Desperately seeking sponsors

There was an article in yesterday’s Nice Matin talking about our junior cycling team. Sadly, they are no longer our team. Thanks to our youth team sponsor going out of business, the mayor not ponying up the promised funds and government funding available only for full-time, not part-time, trainers, we had to pull the plug on the project at the end of the season. It’s a real shame, but the good news is that all bar one have migrated to a club in Nice where we’ll be able to keep a close eye on their development. It’s much easier for a large town like Nice, and a club of which the Mayor of Nice is a member, to attract the necessary funding.

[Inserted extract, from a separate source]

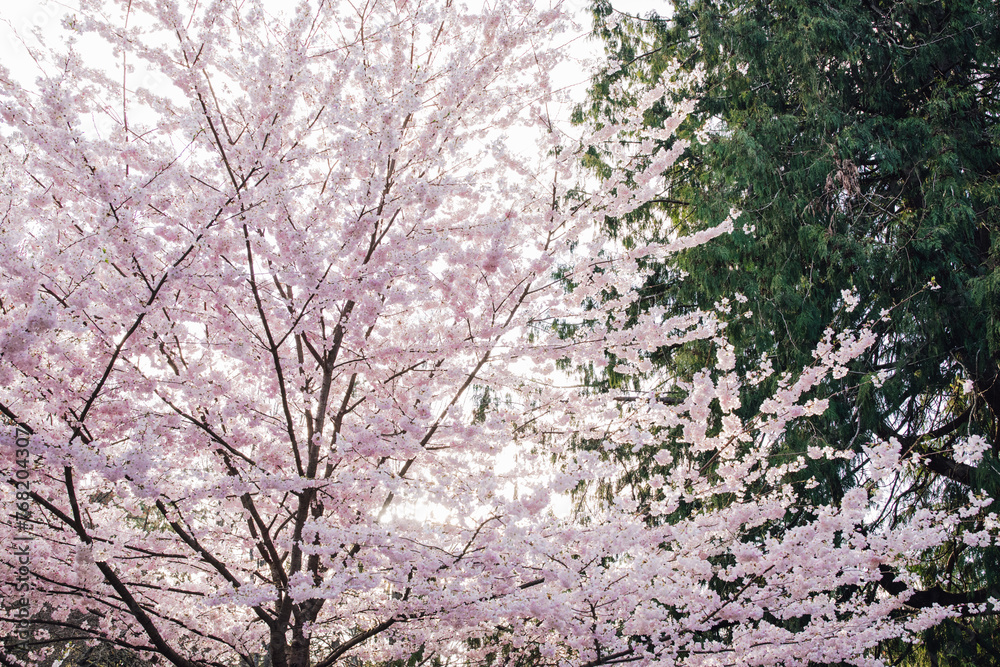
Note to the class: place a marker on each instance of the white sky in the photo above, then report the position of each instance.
(21, 20)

The most promising junior was snapped up by VC La Pomme in Marseille and we would hope that he’ll eventually be promoted to their continental squad and beyond.

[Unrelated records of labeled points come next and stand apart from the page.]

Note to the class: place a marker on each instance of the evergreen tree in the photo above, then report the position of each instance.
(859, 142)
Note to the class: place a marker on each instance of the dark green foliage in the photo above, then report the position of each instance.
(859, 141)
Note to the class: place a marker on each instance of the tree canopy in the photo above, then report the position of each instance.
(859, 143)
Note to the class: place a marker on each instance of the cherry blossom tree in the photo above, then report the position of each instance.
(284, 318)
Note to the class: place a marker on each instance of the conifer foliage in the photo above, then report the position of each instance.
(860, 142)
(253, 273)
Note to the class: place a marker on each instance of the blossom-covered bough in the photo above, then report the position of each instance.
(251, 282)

The local Town Hall, while supportive of our ambitions, was cash constrained plus we were in competition with the other local sports teams who have had greater success at a national level. While not all of the club’s members were supportive of our ambitions, many were in favour and share our disappointment at this turn of events. Most of our senior racers have been equally disappointed and have elected to change clubs. They’re a fairly mobile bunch and tend to gravitate to the clubs with the deepest pockets or those willing to cover most of their expenses. It’s not cheap racing every week end, particularly as there’s fewer and fewer races in Alpes Maritimes.

Our senior racers won plenty of podiums and hence garnered the club, and its sponsors, lots of publicity in the local newspapers. Our current arrangements with Skoda are up for renewal and I suspect that they’re not going to be happy at this recent turn of events. M le President is confident that they’ll sign on the dotted line for another 3 years of support, I’m not sure I share his optimism, particularly given the current economic state of affairs. Skoda are not going to pay to have a bunch of old duffers cycling up and down the coast in their colours. Of course, if Skoda don’t renew, there’ll still be plenty of us cycling around in their colours for quite some time to come as we won’t order new shirts until we find a replacement sponsor.

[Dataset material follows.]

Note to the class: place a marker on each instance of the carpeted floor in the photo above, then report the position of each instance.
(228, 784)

Our ace in the pack is M Le President. As a local business would you want to get on the wrong side of the head honcho down at the fire station? No, I don’t think so.  Unfortunately, neither of the local Skoda concessions are on his turf. As an alternative strategy, we could try and leverage commercial contacts via our membership. However, there are a couple of stumbling blocks. Generally the larger local companies have their own sports associations, including cycling teams. Most of our members work either for the local authorities or said larger companies. Typically, most clubs attract sponsorship from small local companies whose owners are club members. We’re no exception to the rule and have been faithfully sponsored by a number of our members who, as far as I can see, derive little or no economic benefit from the sponsorship, although it is tax deductible.

So, if you don’t have enough money to set up your own Pro-Tour team and fancy seeing your company’s logo paraded around the Cote d’Azur on a daily basis by a bunch of very fit geriatrics, you know who to contact.

Into the box

I spent some time this afternoon sorting through my “Burkina Box”. I have a Swiss friend who worked on a voluntary basis in Burkina Faso where he made the acquaintance of their cycling team. I met some of them too in at the UCI World Road Race Championships in Salzburg.

Far from home

Each month my friend, who is also a keen and very good cyclist, collects his friends’ cycling cast offs, parcels them up and sends them off to his friends in Burkina Faso.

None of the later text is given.